Yakarta (ANTARA) – Gestionar a las personas no basta con objetivos e indicadores. Detrás de los números y los informes de rendimiento, hay humanos con ritmos, límites y resistencia. Veamos nuevamente la importancia del elemento «gusto» en la gestión de recursos humanos.
El final del año a menudo se entiende como la fase de cierre. En muchas organizaciones/empresas/instituciones/agencias, el final de año marca la finalización de un ciclo de trabajo así como una pausa antes de entrar en un nuevo ritmo.

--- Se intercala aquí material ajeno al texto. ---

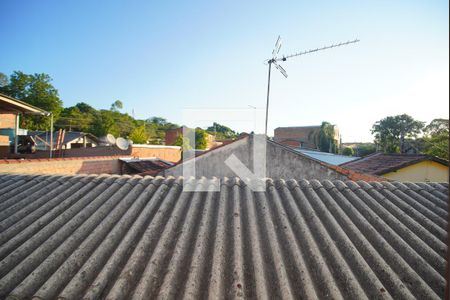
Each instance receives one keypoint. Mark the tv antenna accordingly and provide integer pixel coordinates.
(275, 59)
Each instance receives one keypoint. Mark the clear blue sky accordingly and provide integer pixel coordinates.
(159, 57)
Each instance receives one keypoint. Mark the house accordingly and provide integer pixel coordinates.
(302, 136)
(10, 111)
(71, 140)
(402, 167)
(281, 163)
(130, 237)
(173, 134)
(144, 165)
(329, 158)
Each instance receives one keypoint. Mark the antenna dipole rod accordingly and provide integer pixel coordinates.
(317, 49)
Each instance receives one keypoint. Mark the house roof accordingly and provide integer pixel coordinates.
(69, 136)
(382, 163)
(146, 166)
(330, 158)
(8, 103)
(319, 166)
(142, 237)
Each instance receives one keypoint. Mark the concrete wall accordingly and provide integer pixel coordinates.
(7, 120)
(425, 171)
(67, 166)
(282, 163)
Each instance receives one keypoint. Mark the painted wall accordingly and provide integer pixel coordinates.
(281, 163)
(426, 171)
(67, 166)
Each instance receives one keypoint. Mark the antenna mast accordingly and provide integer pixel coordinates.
(275, 59)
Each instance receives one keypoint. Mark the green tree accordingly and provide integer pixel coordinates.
(37, 90)
(326, 137)
(73, 119)
(183, 142)
(222, 131)
(348, 151)
(139, 135)
(116, 106)
(201, 141)
(365, 149)
(3, 80)
(437, 138)
(103, 124)
(391, 132)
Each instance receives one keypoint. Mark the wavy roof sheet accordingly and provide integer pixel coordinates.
(120, 237)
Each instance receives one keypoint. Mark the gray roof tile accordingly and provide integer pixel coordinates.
(142, 237)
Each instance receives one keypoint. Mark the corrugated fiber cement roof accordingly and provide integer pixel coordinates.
(122, 237)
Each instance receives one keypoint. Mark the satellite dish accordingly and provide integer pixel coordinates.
(107, 140)
(111, 139)
(122, 143)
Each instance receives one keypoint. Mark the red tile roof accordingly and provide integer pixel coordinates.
(382, 163)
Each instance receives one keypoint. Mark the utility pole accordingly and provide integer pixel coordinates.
(275, 59)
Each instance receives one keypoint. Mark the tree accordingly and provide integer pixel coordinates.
(183, 142)
(391, 132)
(73, 119)
(222, 131)
(103, 124)
(365, 149)
(348, 151)
(201, 141)
(116, 106)
(36, 90)
(3, 80)
(437, 138)
(138, 135)
(327, 141)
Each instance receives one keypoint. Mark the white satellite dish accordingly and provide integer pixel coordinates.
(122, 143)
(107, 140)
(111, 139)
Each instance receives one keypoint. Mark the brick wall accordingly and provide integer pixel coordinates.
(172, 154)
(67, 166)
(7, 120)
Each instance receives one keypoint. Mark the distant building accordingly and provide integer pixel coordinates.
(10, 111)
(402, 167)
(72, 139)
(330, 158)
(173, 134)
(302, 136)
(281, 163)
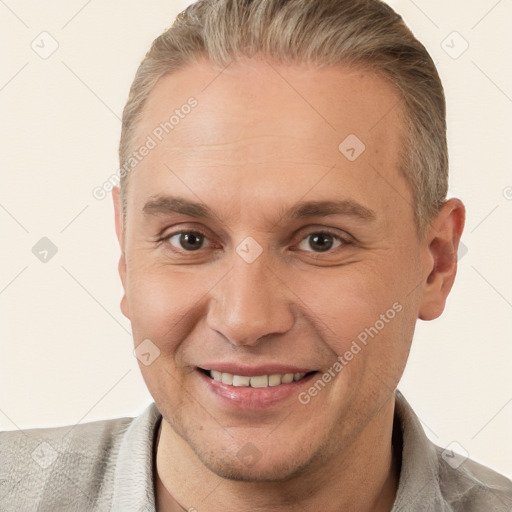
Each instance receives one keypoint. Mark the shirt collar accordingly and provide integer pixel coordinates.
(418, 482)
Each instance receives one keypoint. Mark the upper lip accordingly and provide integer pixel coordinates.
(254, 371)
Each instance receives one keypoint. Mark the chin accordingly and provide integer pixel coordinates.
(260, 472)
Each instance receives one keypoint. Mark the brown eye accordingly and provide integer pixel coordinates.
(187, 240)
(320, 241)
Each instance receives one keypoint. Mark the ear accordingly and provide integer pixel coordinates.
(120, 232)
(441, 243)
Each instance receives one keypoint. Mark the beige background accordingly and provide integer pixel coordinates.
(66, 353)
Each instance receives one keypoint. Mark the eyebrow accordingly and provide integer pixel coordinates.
(166, 205)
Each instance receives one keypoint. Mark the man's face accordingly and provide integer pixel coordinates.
(253, 289)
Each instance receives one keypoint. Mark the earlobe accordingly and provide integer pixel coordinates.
(441, 246)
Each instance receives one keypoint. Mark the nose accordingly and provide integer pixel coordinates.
(251, 302)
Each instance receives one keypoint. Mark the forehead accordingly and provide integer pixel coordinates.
(270, 131)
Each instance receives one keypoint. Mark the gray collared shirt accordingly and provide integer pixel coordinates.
(108, 466)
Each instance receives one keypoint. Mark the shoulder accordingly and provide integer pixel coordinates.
(59, 467)
(470, 486)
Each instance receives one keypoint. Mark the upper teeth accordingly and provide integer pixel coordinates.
(261, 381)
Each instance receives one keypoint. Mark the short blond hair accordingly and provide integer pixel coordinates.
(321, 32)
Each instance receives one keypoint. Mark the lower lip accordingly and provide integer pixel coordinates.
(249, 398)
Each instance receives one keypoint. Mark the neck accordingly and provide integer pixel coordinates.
(364, 478)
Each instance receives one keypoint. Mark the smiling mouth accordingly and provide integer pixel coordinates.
(259, 381)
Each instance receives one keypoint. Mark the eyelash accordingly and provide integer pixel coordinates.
(344, 241)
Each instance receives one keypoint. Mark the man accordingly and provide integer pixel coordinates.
(283, 223)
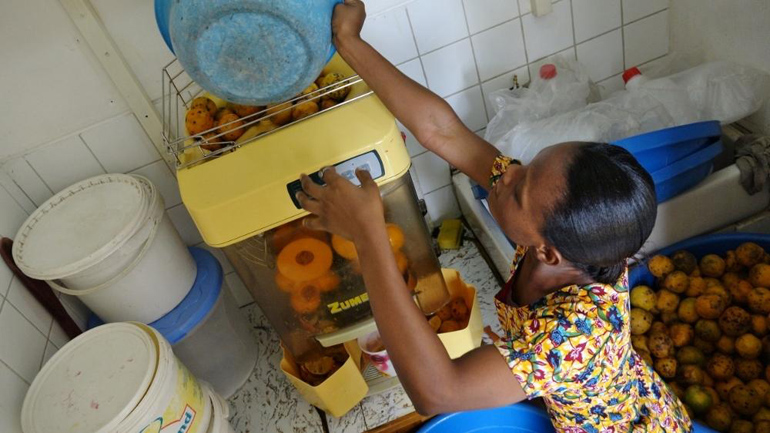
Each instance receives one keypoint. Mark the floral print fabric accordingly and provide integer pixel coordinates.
(573, 349)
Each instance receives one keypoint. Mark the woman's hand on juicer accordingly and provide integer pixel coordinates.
(348, 20)
(341, 207)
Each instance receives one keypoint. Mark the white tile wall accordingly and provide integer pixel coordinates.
(484, 14)
(437, 23)
(594, 17)
(635, 9)
(646, 39)
(389, 34)
(413, 70)
(499, 49)
(65, 162)
(120, 144)
(25, 178)
(469, 105)
(504, 81)
(451, 69)
(549, 34)
(602, 56)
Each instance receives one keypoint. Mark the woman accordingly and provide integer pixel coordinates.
(577, 212)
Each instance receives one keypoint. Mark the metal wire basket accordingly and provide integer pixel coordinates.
(179, 90)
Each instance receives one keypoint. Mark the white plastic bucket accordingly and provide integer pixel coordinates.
(175, 401)
(121, 377)
(220, 414)
(108, 241)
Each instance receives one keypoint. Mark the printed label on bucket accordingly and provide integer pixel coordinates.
(184, 412)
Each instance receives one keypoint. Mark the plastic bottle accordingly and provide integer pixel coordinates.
(672, 96)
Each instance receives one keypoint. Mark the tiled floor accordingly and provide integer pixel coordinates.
(269, 403)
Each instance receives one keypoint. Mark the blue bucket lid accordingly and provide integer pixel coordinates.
(177, 323)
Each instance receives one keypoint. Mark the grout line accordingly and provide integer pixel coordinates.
(644, 17)
(27, 319)
(47, 342)
(524, 40)
(38, 175)
(599, 35)
(145, 166)
(442, 186)
(92, 154)
(623, 34)
(574, 32)
(504, 73)
(475, 62)
(8, 174)
(419, 56)
(14, 372)
(17, 201)
(490, 27)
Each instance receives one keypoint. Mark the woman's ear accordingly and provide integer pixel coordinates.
(548, 255)
(509, 175)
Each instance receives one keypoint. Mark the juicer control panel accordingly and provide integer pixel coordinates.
(369, 161)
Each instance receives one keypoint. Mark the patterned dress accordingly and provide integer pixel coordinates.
(572, 348)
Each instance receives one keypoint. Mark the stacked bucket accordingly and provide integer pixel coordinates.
(175, 343)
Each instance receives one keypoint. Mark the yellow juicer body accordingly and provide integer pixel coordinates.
(247, 192)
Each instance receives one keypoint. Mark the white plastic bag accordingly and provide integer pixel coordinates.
(569, 90)
(621, 115)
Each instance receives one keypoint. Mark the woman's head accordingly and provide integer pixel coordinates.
(589, 204)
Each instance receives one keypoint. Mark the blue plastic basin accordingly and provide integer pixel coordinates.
(251, 52)
(685, 173)
(517, 418)
(658, 149)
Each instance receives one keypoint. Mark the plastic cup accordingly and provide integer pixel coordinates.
(371, 345)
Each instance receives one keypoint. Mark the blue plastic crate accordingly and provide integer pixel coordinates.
(685, 173)
(658, 149)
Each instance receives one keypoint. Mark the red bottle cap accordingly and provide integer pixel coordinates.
(631, 73)
(548, 71)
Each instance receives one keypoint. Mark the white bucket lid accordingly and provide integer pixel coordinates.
(93, 383)
(80, 226)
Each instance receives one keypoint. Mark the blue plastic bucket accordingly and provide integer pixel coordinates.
(195, 307)
(658, 149)
(251, 52)
(517, 418)
(685, 173)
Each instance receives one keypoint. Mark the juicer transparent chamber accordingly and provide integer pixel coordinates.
(309, 283)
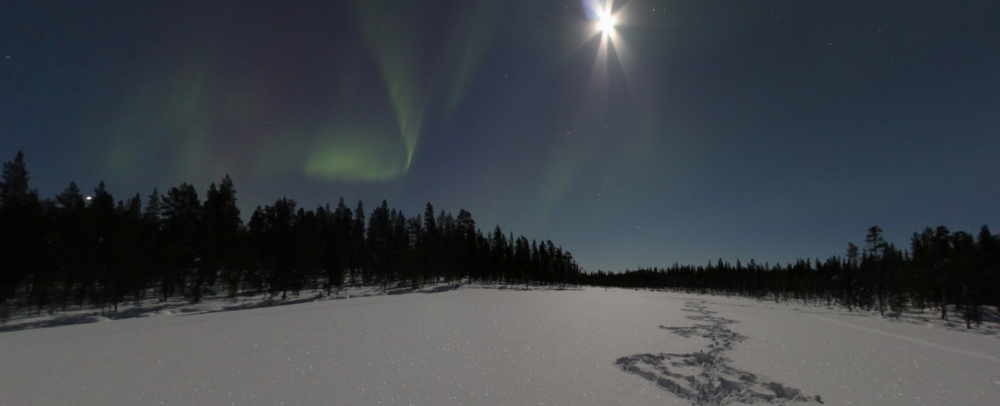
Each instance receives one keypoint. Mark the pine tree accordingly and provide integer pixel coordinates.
(20, 234)
(182, 211)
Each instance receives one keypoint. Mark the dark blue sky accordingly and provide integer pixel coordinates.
(733, 129)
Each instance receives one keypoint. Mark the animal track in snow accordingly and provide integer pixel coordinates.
(705, 377)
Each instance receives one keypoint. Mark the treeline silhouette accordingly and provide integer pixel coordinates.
(941, 269)
(76, 251)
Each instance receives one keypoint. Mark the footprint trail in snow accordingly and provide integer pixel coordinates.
(706, 377)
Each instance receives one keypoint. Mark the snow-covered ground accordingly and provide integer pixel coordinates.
(489, 346)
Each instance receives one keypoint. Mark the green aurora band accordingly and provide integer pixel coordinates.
(355, 154)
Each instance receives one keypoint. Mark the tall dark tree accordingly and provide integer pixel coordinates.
(221, 228)
(181, 210)
(20, 218)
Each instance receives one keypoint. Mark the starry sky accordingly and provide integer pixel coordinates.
(684, 131)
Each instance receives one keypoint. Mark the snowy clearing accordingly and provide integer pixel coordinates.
(489, 346)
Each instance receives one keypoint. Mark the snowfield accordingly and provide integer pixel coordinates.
(490, 346)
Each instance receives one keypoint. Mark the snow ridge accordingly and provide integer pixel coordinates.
(705, 378)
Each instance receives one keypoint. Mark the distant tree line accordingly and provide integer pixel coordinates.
(941, 269)
(73, 251)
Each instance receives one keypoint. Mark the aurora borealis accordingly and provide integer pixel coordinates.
(693, 130)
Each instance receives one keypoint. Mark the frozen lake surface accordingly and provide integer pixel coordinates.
(489, 346)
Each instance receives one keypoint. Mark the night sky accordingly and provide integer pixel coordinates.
(685, 131)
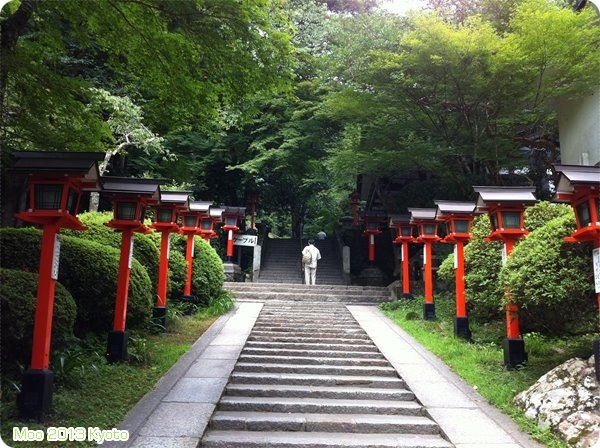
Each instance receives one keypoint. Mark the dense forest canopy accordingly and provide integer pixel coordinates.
(296, 98)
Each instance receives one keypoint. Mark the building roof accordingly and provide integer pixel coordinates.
(454, 207)
(128, 185)
(496, 195)
(576, 174)
(174, 197)
(422, 214)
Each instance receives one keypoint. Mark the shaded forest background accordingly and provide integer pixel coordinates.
(295, 99)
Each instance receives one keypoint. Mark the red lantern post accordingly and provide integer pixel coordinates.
(458, 217)
(165, 222)
(424, 219)
(505, 207)
(130, 197)
(56, 181)
(190, 226)
(580, 186)
(404, 236)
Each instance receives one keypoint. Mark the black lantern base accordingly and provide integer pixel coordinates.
(188, 302)
(514, 352)
(461, 328)
(159, 314)
(597, 358)
(429, 311)
(116, 350)
(35, 399)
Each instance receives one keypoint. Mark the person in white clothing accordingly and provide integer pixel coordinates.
(310, 256)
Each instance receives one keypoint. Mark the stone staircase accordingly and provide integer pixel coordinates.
(310, 377)
(282, 263)
(260, 292)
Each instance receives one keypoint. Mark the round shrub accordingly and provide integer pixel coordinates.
(552, 280)
(146, 249)
(207, 270)
(17, 312)
(89, 272)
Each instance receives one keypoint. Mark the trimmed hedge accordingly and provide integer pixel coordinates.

En este punto, lo ideal es que la evaluación sirva como un espejo, no como un martillo. Ayuda a las organizaciones a reexaminar los procesos, los logros y los desafíos, al tiempo que da un respiro a las personas que los impulsan.
Sin embargo, en la práctica de gestión moderna, el significado de fin de año no siempre es tan simple. En algunas oficinas, esta fase experimenta de hecho un cambio de función.
En lugar de ser un espacio de reflexión, se convierte en un momento de agudización de la disciplina escénica. Las medidas del éxito se condensan en números, plazos y logros, mientras que las dimensiones humanas del trabajo poco a poco van quedando fuera de la lectura.
Este cambio es a menudo sutil, casi imperceptible. El lenguaje utilizado sigue siendo normativo, las políticas están cuidadosamente formuladas y los objetivos se transmiten en nombre del profesionalismo.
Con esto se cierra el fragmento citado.